The club I learned at was almost entirely PA28s but used to have a couple of quite new (post-2000) C172s for hire.

I hired one once and was taken for a checkout by an instructor I think highly of. He truncated it into two circuits with a late go-around on the first one. He briefed that by saying there’s only one thing you need to know about this aircraft – what happens when you go to full power on final with full flap. He had me do it, watched me sweat for a moment, said “get the idea?” and that was it. Some learning points really stick, and that was one of them.

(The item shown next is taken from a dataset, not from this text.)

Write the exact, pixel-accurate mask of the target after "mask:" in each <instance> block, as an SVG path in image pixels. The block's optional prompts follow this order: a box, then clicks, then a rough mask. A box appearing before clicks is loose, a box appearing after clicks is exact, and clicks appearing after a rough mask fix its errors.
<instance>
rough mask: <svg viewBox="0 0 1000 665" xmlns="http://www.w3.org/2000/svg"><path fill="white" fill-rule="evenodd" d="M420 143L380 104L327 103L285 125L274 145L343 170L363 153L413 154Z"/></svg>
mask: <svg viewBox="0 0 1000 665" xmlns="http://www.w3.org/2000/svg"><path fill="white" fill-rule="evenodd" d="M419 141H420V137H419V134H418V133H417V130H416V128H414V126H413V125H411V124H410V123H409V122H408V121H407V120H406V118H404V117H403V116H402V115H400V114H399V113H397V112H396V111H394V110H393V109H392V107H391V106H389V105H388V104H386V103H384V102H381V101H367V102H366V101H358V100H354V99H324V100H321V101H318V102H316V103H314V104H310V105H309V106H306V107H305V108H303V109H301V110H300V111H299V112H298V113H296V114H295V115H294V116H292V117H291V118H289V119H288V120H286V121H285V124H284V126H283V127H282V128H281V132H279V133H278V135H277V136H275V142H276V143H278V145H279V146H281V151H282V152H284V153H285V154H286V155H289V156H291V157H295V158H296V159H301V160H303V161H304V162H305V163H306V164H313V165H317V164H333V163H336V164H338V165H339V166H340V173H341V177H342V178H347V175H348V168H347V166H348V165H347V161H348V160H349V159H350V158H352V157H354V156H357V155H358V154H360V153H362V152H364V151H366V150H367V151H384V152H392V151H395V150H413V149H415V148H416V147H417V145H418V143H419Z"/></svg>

It is exaggerated by the fact that, for ease of landings, one really wants a fair bit of back trim on short final. Very early in my training I was struggling to land with any finesse and the instructor realised I was working against strong control forces in the flare. More back trim was the prescription, and the problem was solved.

EGLM & EGTN

I got my PPL in a 172. As far as I can remember it was 80 knots (mph?) on final and 80 knots on climb out. On final it was trimmed for this speed, and while a full power will get the nose high, I cannot remember it was anything like the nose high in that video. Could it be that he was “trimming” his flare? Or he had it trimmed way up “just in case”?

The elephant is the circulation
ENVA ENOP ENMO, Norway

The C172 POH says 55-65 KIAS landing speed for a normal landing and specifies 60 KIAS for a short field landing.

I guess it depends what you mean by ‘landing speed’ – speed into the flare, over the hedge, or all the way down final. The POH does not specify. It seems unnecessarily slow to do that all the way down final, but of course as a student you’re given an approach speed and taught to establish that as soon as you’re on final.

Last Edited by Graham at 05 Dec 12:31
EGLM & EGTN

80 knots is above a 172 full flap approach speed, 65 knots with 55 knots at the threshold

Oxford (EGTK), United Kingdom

Actually these are for max landing weight. 55 at flare works well if just solo or 2 with la bit of fuel. 1.3Vs is 52kn…

LFMD, France

You better refer to the POH of the exact variant of the 172 you are flying. The manual of the F172P I’m usually flying states stall speed at flaps 30 is 33. Also, at that speed IAS and CAS only have in common that they are both positive values, the difference between both can be almost 20 knots close to the stall.

Thinking of stalls in the 172 it actually makes me wonder why it came down with the nose first in the video. When I practiced them in the 172 it dropped neither the nose nor a wing.

EDQH, Germany

Clipperstorch wrote:

Thinking of stalls in the 172 it actually makes me wonder why it came down with the nose first in the video. When I practiced them in the 172 it dropped neither the nose nor a wing.

If you stall a 172 with precision, it’ll mush and nose down wings level, because not all of the wing has stalled, just enough that between the two wings equally, they can no longer support the weight of the plane (this is where G becomes a factor too). The 172 in the video spun, so one wing suddenly lost all lift. That wing will then certainly drop, as will the nose.